Again the IoT seems to be driving the debate. It might be useful if the HEA clarified that they are even aware that there are two higher education systems and that no more than one size fits all the same issues do not nescessarily arise in both. The issue if there is one with Irish university pay is that it has a high mean but a low variance. It is good to see that the HEA are beginning to suggest that this be addressed. But it is limited – why not allow managers in universities to manage? Why not let them determine, within the resources available, the pay of people. There is a market for academic labor and this should be used to signal the wages. I would much rather we paid the most productive more than the least.

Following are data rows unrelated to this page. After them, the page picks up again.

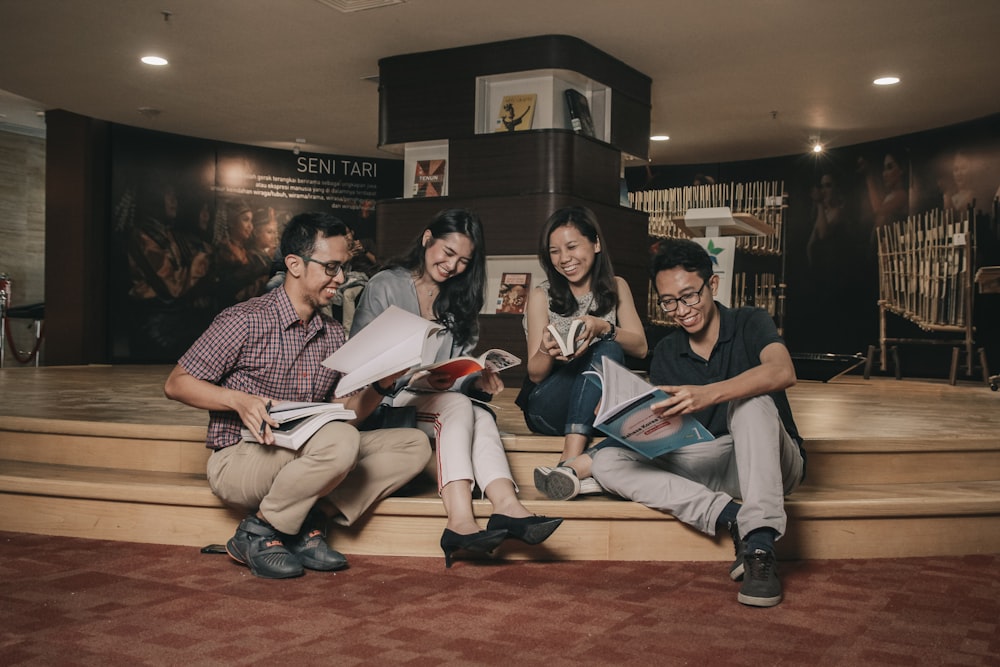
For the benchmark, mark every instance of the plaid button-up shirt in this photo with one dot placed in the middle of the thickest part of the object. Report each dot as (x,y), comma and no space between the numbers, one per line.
(261,347)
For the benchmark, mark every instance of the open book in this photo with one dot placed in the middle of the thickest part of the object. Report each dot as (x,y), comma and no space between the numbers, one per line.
(625,414)
(299,421)
(568,344)
(494,359)
(395,341)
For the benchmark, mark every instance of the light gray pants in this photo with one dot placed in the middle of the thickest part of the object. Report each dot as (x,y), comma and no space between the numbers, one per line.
(285,484)
(758,463)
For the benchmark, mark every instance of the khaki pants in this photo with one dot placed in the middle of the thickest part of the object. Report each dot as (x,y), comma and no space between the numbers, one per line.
(350,469)
(758,463)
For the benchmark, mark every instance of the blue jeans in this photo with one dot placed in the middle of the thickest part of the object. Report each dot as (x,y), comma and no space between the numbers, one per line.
(564,402)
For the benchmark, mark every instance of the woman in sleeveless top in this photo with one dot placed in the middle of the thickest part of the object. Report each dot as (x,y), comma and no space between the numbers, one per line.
(441,279)
(556,398)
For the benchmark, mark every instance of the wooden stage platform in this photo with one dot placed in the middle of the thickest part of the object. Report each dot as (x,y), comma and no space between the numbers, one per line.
(895,468)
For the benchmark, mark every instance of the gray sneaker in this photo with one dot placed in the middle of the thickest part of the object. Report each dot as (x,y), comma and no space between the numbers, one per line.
(761,587)
(559,483)
(310,546)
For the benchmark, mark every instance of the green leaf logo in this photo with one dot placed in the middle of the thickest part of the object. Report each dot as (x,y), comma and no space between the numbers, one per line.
(713,251)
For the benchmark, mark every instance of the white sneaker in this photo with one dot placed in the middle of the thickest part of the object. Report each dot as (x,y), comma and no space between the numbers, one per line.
(590,487)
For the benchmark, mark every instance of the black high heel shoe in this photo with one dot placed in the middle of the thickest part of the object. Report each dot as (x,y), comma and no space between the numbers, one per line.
(529,529)
(484,541)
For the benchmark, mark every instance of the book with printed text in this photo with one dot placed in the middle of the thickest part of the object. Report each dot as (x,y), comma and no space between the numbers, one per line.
(568,340)
(516,113)
(494,359)
(394,342)
(625,413)
(513,292)
(299,421)
(429,178)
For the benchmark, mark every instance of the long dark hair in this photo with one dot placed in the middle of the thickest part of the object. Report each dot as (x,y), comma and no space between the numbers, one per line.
(602,275)
(460,299)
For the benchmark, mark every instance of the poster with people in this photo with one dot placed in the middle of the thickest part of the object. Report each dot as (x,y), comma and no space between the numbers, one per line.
(195,227)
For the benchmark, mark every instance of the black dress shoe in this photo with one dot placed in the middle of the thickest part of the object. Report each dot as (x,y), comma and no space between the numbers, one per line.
(258,545)
(529,529)
(485,541)
(310,546)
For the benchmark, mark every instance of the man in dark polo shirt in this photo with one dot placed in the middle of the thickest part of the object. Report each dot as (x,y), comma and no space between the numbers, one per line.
(729,368)
(269,349)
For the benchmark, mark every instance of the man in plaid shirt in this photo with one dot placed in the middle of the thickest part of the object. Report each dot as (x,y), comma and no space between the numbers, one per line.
(270,349)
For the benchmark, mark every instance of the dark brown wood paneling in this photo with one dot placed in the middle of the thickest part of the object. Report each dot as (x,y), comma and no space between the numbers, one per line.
(539,161)
(76,213)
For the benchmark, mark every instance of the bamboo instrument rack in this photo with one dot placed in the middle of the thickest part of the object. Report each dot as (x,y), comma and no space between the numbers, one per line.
(926,276)
(759,204)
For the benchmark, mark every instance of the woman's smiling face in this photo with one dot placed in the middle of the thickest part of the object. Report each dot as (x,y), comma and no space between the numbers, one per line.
(447,256)
(573,254)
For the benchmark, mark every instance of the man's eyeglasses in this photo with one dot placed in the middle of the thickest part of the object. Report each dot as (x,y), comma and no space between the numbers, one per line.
(331,268)
(669,304)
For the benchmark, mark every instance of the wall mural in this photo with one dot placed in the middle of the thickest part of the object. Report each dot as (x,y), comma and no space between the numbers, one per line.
(195,228)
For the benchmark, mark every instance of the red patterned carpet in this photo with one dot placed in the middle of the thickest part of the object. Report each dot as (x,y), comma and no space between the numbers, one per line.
(86,602)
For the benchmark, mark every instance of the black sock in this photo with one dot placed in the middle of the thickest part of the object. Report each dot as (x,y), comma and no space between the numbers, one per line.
(727,515)
(761,538)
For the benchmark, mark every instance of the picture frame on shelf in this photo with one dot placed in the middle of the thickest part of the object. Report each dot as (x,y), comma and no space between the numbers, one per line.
(429,178)
(516,112)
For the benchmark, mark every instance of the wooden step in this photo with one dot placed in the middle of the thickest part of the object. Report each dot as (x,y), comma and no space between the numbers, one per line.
(180,448)
(178,508)
(895,469)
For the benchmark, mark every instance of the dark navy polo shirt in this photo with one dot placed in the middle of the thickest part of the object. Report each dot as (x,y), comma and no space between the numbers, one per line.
(743,333)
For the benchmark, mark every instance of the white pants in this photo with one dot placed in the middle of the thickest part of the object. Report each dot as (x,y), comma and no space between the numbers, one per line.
(466,438)
(758,462)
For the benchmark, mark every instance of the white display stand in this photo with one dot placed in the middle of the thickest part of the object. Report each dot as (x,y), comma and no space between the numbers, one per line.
(723,250)
(719,220)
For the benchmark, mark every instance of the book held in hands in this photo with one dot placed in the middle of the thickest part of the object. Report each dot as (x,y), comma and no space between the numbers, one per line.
(398,341)
(513,292)
(568,343)
(625,413)
(494,359)
(395,341)
(516,113)
(297,422)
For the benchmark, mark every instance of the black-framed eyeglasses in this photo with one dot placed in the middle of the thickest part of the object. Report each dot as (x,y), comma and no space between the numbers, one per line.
(669,304)
(331,268)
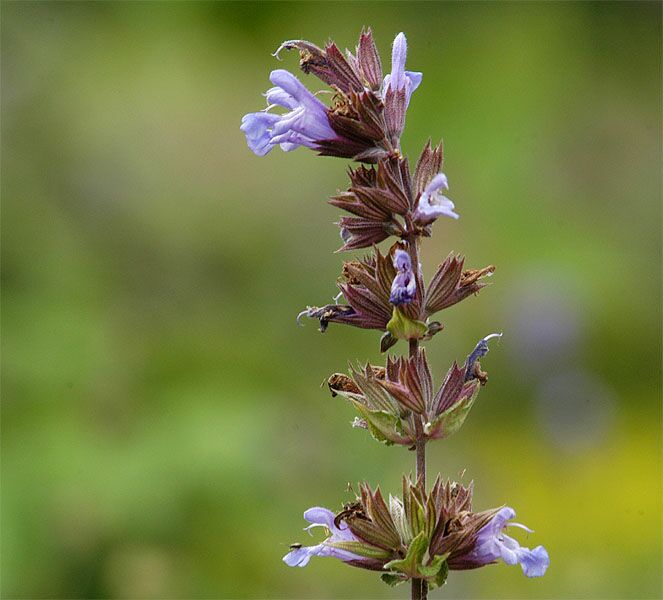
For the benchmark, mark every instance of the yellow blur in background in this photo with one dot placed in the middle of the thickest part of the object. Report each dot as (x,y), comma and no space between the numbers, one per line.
(163,427)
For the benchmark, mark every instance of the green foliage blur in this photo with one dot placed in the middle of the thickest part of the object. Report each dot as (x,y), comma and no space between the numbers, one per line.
(163,424)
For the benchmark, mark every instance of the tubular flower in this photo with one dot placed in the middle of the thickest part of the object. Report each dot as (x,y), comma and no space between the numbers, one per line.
(322,517)
(404,286)
(370,286)
(397,89)
(420,535)
(399,79)
(390,399)
(305,124)
(492,544)
(432,204)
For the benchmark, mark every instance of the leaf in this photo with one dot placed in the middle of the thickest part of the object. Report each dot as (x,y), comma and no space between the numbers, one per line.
(404,328)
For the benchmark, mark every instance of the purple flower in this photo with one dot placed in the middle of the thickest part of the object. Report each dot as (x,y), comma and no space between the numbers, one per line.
(404,286)
(493,544)
(480,350)
(304,124)
(322,517)
(432,204)
(399,78)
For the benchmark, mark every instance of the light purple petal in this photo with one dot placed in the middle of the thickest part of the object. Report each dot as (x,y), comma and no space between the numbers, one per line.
(402,260)
(300,556)
(256,127)
(415,80)
(534,562)
(398,57)
(279,96)
(440,181)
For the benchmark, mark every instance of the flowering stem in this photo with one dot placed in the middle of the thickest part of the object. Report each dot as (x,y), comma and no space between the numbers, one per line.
(419,586)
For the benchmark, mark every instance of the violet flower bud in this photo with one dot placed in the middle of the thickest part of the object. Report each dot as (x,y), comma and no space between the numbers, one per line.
(399,78)
(480,350)
(404,286)
(432,204)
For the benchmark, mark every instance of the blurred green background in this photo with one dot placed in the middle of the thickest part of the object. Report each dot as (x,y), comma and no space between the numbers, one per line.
(163,427)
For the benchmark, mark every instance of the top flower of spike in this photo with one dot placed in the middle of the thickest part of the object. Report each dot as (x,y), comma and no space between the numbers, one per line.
(367,115)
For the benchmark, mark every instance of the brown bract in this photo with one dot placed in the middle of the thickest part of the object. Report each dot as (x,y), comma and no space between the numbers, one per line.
(392,399)
(415,535)
(366,287)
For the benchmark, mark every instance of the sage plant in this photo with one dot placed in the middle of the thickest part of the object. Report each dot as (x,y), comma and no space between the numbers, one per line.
(423,534)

General – Management Capacity to Manage New Contractual Arrangements
It is generally agreed that managing change in the Irish public sector is challenging. If, as proposed above, new contractual arrangements are entered into then there will be significant challenges to middle managers in Irish HEI’s to manage those changes. In order to do this successfully will require a much strengthened approach to PMDS, the recruitment and appointment of heads of department, deans, etc who have both academic and managerial competence. While some institutions have developed or are developing robust systems of appointment and leadership and development to ensure management competence, anecdotally the HE system seems only patchily prepared for these changes.
This is hard to argue with in one way, stating that managers should be competent to manage. But they must also be free to manage. At present there is a widespread perception that the HEA are micro managerial zealots, desirous of interference at the lowest operational levels rather than confining themselves to policy. This may be unfair but it does exist. There is nothing wrong in principle with professional managers in universities but again there is absent from this statement an acknowledgement that knowledge workers in public or private sectors require a different style of management to other workers. Such is neither good nor bad but a fact of organizational life. There is a reason that Facebook, Google etc provide beer, Ping-Pong tables and so on and its not because the flinty eyed billionaires that run them are necessarily inherently nice people, although they may well be. Its because that approach works in that organizational space.